Cette performance place le Maroc devant l’Égypte, qui a enregistré 1,9 milliard de dollars d’exportations turques, et la Libye avec 1,3 milliard. La hausse des exportations turques vers le Maroc atteint 19,1 % par rapport au premier semestre 2025, un rythme inférieur à celui de l’Égypte (+394,4 millions de dollars) mais supérieur à celui du Nigeria (+151 millions).
Osman Aksoy, président du Conseil d’affaires Turquie-Afrique au DEIK, a évoqué dans une interview à Anadolu la stabilité des politiques économiques marocaines et les réformes favorables aux investissements comme facteurs clés de cette progression. Il a également souligné le rôle du Maroc en tant que hub de production et de distribution vers l’Afrique de l’Ouest et l’Europe, notamment grâce au port de Tanger Med et aux projets d’énergies renouvelables.

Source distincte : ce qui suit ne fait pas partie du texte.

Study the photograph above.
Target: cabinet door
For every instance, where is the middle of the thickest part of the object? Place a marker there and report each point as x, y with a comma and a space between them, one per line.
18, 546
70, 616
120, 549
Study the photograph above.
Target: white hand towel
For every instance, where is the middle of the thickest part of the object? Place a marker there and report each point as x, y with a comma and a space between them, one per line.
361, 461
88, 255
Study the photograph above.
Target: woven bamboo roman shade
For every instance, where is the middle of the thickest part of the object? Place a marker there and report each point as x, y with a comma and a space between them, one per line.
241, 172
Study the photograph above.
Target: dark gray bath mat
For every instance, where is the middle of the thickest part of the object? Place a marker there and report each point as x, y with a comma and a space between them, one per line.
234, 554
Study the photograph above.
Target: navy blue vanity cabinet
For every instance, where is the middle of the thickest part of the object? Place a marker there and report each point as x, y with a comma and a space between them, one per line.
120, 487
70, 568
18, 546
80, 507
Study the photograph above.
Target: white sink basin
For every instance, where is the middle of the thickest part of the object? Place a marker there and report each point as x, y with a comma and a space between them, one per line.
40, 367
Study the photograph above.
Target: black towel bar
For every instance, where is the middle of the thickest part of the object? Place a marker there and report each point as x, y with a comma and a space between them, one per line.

Les perspectives pour les entreprises turques dans les secteurs de la construction, des matériaux de bâtiment et des services pourraient s’élargir avec les projets d’infrastructures liés à l’organisation de la Coupe du monde de football 2030. Ces projets sont cités comme une opportunité supplémentaire pour renforcer les échanges commerciaux entre les deux pays.
En 2025, les échanges commerciaux bilatéraux ont pour la première fois dépassé la barre des 5 milliards de dollars, marquant une étape notable dans les relations économiques entre Rabat et Ankara. Cette croissance intervient près de deux décennies après l’entrée en vigueur de l’accord de libre-échange signé en 2004 et appliqué depuis 2006.
Malgré cette dynamique, le Maroc conserve un déficit commercial avec la Turquie. Les deux pays ont convenu l’an dernier de mesures pour stimuler les exportations marocaines et réduire cet écart, sans que les détails de ces mesures n’aient été précisés dans les sources disponibles.
Les données publiées par le TIM et les déclarations d’Osman Aksoy ne précisent pas la répartition sectorielle des exportations turques vers le Maroc ni les produits concernés par la hausse de 19,1 %. Les informations sur les mesures correctives du déficit commercial restent également limitées dans les sources consultées.
Contexte
L’accord de libre-échange entre le Maroc et la Turquie, signé en 2004 et entré en vigueur en 2006, a structuré les échanges commerciaux entre les deux pays. Depuis, les volumes d’échanges ont régulièrement augmenté, avec une accélération notable ces dernières années, notamment en 2025 où le seuil des 5 milliards de dollars a été franchi.
Pourquoi c’est important
La position du Maroc comme premier client africain de la Turquie reflète sa capacité à attirer des flux commerciaux malgré un contexte régional marqué par des instabilités. Cette dynamique pourrait renforcer le rôle du pays en tant que plateforme logistique e…
À suivre
L’évolution des mesures convenues entre les deux pays pour réduire le déficit commercial marocain.
La répartition sectorielle des exportations turques vers le Maroc et son impact sur les industries locales.
Les opportunités générées par les projets d’infrastructures liés à la Coupe du monde 2030 pour les entreprises turques.
Ce que les sources ne disent pas encore
Les sources ne précisent ni la répartition sectorielle des exportations turques vers le Maroc, ni les détails des mesures convenues pour réduire le déficit commercial. Aucune donnée n’est disponible sur les produits concernés par la hausse de 19,1 %. Les déclarations d’Osman Aksoy ne sont pas accompagnées de chiffres ou de précisions supplémentaires.